Tuesday, March 18, 2014

April's a busy month




Next month, April as the pretty little JPEG says, is the Blogging form A to Z Challenge and so I'll be posting for the month a series of short posts all about, you guessed it, Ethiopia.   Be prepared to learn!    
That being said, I've also been informed that my Close of Service date in August 7th, depending on the flight times and layovers, hopefully I can be back home on the 8th.  And then eat cheese and chocolate and good wine and hug people I haven't seen in two years.                             



Monday, March 10, 2014

International Womens Day

I've mentioned it before, but I think there is much more important work for me to do here than teach English.  Additionally, I've been thinking a lot about women's rights, because I see the lack of it all over the place and many conversations between PCVs involve the subject in some manner. Many PCVs, myself include, wish to change women's situtations here in Ethiopia.

But what I've noticed lately in my conversations with Ethiopians involving gender roles here and in the States, is that it's either a comparison (If we were in America Tadeck, you'd cook dinner at least sometimes) or an attempt to make others understand, accept, and internalize an American viewpoint (Analyem, you can be married AND go to school because women are capable of many things and your husband isn't your master) and forgetting the cultural issues that surround the Ethiopian viewpoint.  In either case, I can't help but wonder if I'm not necessarily trying to improve lives here, or just trying to Americanize Huruta and it's residents.

Not exactly what I came here to do.

 So I backtracked a little.  I can't force women's rights and gender equality on people here.  I can't explain the American way of thinking and expect Ethiopians to understand and then follow it.  It didn't even work that way in America.  Women didn't think we want gender equality, they first realized that they were equal and then demanded the country treat them as such.

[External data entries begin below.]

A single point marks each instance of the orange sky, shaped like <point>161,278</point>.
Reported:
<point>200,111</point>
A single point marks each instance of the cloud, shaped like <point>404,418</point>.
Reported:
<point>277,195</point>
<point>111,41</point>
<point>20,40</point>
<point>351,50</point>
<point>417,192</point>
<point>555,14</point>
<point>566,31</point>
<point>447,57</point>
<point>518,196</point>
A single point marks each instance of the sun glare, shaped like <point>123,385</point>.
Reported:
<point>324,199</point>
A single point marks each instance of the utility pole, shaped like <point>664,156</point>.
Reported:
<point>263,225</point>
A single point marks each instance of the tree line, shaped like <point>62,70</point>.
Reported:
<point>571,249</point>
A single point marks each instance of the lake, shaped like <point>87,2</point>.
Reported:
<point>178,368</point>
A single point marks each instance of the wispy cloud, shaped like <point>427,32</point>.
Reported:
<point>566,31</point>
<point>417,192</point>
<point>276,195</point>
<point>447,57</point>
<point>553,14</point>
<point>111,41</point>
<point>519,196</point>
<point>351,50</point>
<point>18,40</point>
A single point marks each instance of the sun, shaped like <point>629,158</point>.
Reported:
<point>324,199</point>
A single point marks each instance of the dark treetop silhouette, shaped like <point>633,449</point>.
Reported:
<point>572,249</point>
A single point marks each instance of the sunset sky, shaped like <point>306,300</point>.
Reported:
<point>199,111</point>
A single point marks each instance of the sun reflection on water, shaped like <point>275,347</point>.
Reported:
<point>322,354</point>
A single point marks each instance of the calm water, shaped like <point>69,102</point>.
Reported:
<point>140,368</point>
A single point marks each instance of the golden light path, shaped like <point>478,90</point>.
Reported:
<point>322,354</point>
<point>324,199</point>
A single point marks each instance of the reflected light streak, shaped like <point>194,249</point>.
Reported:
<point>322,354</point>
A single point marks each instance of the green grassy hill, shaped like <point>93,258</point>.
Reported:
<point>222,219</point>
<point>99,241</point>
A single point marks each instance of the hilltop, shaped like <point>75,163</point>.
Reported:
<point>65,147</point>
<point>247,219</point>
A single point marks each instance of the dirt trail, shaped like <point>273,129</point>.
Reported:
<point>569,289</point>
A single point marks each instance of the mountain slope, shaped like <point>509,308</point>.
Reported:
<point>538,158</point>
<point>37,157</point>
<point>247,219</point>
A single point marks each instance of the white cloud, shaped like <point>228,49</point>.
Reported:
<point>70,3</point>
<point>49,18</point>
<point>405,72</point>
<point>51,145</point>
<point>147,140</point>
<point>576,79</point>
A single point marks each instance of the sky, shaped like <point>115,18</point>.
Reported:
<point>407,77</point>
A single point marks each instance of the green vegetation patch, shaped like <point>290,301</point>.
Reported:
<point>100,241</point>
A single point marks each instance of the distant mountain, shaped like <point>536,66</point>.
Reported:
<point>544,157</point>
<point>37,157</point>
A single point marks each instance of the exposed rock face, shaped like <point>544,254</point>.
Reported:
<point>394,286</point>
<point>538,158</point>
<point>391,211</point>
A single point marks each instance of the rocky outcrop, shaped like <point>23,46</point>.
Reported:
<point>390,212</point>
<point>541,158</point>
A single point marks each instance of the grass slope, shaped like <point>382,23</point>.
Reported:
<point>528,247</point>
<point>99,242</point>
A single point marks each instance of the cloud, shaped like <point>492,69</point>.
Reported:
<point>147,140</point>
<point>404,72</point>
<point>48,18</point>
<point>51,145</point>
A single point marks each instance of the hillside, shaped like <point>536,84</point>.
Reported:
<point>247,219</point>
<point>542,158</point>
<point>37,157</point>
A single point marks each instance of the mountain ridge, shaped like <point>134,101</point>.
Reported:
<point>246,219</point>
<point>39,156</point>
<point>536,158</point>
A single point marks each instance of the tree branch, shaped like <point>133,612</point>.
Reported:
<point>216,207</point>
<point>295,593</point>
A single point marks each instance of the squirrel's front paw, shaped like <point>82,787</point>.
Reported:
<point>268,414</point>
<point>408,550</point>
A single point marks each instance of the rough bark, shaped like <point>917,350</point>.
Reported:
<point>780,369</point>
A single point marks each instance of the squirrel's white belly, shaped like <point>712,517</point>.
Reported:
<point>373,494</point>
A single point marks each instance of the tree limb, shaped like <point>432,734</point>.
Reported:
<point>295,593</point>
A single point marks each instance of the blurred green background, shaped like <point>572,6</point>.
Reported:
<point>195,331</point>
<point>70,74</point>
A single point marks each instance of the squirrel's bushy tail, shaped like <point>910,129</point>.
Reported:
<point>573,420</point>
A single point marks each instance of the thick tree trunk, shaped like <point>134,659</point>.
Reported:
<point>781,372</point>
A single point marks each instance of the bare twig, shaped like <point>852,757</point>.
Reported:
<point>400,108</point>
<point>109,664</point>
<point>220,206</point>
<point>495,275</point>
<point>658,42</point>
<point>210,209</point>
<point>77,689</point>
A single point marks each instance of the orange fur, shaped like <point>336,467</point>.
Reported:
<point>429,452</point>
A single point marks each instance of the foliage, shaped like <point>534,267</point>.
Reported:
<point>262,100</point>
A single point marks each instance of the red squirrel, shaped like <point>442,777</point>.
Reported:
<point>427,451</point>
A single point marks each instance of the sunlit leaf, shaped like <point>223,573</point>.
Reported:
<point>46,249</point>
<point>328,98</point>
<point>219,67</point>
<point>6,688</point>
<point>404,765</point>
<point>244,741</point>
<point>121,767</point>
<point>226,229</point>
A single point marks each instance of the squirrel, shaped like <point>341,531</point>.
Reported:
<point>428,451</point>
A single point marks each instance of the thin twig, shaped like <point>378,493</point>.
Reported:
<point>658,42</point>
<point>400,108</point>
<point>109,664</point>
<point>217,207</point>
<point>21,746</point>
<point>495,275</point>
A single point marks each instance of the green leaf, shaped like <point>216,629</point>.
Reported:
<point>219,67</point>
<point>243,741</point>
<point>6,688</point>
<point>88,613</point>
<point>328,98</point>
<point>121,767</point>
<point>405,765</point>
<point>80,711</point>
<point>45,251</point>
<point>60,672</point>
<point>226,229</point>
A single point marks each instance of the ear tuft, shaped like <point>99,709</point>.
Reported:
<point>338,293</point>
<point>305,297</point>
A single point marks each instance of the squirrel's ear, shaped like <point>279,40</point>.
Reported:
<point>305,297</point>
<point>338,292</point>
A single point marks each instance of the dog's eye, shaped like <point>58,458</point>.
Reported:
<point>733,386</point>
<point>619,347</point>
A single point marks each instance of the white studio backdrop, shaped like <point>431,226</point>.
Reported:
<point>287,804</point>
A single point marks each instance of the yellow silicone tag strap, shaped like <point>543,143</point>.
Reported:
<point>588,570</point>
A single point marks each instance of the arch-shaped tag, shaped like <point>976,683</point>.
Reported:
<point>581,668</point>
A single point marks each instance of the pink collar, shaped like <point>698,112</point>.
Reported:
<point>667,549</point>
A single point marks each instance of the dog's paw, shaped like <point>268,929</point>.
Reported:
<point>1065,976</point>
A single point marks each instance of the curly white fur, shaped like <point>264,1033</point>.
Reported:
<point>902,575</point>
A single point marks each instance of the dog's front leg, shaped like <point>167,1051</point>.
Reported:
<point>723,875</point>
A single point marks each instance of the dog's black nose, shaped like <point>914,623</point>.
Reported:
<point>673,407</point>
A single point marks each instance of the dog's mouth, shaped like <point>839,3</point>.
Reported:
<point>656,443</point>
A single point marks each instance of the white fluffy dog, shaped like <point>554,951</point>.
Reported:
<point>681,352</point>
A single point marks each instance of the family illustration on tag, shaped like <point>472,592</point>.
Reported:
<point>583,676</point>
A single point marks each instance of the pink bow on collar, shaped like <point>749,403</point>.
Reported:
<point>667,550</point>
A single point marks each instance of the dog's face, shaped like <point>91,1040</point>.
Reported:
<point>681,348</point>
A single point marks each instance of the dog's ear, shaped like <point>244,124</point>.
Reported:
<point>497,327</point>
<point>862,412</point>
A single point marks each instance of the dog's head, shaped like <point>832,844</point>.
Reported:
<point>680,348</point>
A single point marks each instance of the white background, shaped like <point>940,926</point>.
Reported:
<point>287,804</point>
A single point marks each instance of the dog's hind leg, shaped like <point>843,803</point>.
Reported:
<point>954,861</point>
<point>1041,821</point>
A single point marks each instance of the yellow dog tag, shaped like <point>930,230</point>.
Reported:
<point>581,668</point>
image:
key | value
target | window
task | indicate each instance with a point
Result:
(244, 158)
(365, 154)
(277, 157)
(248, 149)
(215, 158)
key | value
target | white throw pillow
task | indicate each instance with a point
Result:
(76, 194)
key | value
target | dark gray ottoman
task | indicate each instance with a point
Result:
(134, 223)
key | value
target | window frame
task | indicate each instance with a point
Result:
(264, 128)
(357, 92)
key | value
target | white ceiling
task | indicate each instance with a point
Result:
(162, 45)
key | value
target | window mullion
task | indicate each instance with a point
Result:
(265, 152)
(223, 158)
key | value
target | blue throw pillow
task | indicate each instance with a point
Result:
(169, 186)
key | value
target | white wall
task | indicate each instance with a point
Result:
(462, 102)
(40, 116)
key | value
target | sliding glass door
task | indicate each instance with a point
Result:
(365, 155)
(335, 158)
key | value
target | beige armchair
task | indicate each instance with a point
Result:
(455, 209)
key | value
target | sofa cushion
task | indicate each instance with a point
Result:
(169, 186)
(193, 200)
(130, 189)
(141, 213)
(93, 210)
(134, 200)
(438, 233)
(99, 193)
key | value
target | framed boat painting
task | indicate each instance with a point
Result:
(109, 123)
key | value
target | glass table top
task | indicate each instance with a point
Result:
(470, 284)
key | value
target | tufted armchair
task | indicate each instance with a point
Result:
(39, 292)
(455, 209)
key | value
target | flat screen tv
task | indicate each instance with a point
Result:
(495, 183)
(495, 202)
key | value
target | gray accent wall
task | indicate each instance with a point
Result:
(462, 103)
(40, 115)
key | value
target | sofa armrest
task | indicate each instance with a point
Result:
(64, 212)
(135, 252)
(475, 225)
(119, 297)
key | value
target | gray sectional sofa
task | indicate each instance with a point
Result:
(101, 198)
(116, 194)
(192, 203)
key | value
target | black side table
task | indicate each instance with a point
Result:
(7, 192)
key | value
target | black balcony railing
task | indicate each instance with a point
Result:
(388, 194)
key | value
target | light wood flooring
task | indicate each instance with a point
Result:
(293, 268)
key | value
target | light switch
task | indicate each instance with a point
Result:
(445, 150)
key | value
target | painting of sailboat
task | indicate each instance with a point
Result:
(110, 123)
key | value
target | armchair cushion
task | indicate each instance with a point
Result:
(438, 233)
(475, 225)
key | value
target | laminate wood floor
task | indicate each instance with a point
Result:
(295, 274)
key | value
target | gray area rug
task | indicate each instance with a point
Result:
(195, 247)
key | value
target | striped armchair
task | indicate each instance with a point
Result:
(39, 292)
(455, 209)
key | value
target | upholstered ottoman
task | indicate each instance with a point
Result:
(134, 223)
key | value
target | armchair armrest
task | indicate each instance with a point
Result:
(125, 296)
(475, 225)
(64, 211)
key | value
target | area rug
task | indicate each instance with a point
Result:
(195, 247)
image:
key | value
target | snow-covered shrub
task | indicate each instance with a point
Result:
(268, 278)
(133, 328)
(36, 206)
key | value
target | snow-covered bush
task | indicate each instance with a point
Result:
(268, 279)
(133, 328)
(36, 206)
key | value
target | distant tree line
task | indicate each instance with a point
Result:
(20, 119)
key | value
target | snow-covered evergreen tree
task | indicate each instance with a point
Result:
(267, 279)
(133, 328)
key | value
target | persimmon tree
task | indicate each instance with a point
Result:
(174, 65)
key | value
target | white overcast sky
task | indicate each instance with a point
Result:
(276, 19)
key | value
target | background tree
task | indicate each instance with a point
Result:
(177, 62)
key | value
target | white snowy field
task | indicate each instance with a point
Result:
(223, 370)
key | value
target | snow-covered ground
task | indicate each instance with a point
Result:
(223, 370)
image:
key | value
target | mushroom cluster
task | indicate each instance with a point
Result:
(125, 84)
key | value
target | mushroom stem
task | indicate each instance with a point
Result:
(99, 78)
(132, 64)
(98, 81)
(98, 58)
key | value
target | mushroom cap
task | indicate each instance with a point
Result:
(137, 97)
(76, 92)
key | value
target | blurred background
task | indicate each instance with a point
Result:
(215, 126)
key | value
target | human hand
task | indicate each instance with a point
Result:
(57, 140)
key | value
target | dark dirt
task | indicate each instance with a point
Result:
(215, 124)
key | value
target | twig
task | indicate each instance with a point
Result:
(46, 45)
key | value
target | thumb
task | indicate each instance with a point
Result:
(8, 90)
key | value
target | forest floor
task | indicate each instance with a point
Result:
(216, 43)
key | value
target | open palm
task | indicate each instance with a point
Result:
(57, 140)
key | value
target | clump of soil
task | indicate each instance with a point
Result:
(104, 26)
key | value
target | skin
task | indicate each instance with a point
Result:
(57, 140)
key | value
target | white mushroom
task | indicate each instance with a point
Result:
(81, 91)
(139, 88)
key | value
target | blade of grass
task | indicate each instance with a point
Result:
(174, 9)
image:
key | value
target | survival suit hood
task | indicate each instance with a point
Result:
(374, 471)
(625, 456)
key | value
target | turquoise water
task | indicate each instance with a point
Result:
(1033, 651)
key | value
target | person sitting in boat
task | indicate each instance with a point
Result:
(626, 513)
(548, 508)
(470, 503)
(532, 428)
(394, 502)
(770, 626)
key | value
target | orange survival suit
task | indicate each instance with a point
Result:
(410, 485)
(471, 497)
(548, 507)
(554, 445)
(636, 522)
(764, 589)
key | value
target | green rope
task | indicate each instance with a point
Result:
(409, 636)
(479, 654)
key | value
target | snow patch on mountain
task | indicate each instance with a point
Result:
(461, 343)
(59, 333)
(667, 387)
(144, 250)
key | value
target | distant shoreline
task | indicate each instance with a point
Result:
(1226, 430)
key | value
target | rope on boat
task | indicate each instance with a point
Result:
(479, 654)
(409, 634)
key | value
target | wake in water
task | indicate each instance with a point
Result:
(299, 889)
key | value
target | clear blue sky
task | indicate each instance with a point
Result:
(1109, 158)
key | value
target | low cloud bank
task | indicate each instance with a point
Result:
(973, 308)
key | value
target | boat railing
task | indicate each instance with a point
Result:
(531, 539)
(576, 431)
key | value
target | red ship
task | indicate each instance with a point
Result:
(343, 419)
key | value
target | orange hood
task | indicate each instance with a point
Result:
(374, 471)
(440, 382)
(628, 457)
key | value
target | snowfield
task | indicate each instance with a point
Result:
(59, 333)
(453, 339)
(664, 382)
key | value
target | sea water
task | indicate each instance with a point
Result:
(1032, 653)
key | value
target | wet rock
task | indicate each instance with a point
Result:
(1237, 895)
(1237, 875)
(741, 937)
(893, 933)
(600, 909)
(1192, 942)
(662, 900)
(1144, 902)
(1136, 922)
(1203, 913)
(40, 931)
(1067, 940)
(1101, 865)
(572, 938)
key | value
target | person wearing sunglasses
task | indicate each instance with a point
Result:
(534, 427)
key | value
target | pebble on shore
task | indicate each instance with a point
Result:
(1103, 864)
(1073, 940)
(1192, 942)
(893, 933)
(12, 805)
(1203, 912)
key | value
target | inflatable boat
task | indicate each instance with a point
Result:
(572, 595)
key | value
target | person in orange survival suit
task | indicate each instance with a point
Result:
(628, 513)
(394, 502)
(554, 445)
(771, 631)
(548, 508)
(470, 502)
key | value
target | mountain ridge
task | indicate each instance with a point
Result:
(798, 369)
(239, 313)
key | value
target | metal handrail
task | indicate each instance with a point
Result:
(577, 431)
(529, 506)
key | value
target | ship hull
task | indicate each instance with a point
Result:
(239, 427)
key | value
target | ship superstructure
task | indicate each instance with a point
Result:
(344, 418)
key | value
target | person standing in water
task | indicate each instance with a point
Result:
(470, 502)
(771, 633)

Women went to work in WWII and learned they were self-sufficient.

Everything we try to teach girls here – confidence, self-esteem, leadership – weren't learned by American women in camps or workshops but in the real world when women realized just what they could do.  In Ethiopia, I was (and most likely still am most of the time) skipping a step. Telling a housewife that she is a strong woman who could start a business just like her brother if she wanted to isn't helping her take the step towards a gender equal society. She needs information to bridge her reality and dream.  She needs know how to start a business, to know that she can support herself and not relay on her male relations, before she can start thinking of herself as equal to them.

 International Women's Day, March 7th, I figured was a great day to not just teach women and girls about self-esteem, but practical skills so they could develop that self confidence themselves.  I set up a program with the woreda, specifically the Women's and Children's Bureau, where twenty girls who had failed the 10th grade exam and thus were sitting at home because they couldn't continue with their schooling, would job shadow twenty successful women business owners. This would allow them to find a role model in Huruta as well as ask question about how to reach a similar position themselves.  Along with the job shadowing, the girls would get a training on goal setting from another PCVs who was helping me and I would teach the women about effective money use.

Of course, this being Ethiopia things didn't exactly go to plan. Namely half the people showed up and most of the women the town had identified as role models were actually unemployed.

A little of bit of flexibility and inventiveness on the parts of me and Kyrie, we cut half our program and just did the workshops where every attendee received training in both subjects, made up mini sessions and an assessment on the spot, and have representatives from the micro-finance bureau talk about how the women could get business loans.

It wasn't what I had planned, but it worked beautifully in educating the women.  All of them left with a financial goal and a plan on how to use their money more effectively.  In the span of four hours I could see them grow, from the shy bunch who just stared at Kyrie during the first workshop to women who were eager to share their opinions and money use during mine.  And wonder of wonders they wouldn't say no to another gathering where they would love to learn about the legal rights of women.

This project almost didn't happen, but I'm so, so happy it did. I'm disappointed I didn't get something like this up sooner, I could have been meeting with these women monthly for a year teaching them finance and employablity skills. Regardless, it's trainings like this that make me feel like I can actually help the people here and that is one of the reasons I joined the Peace Corps.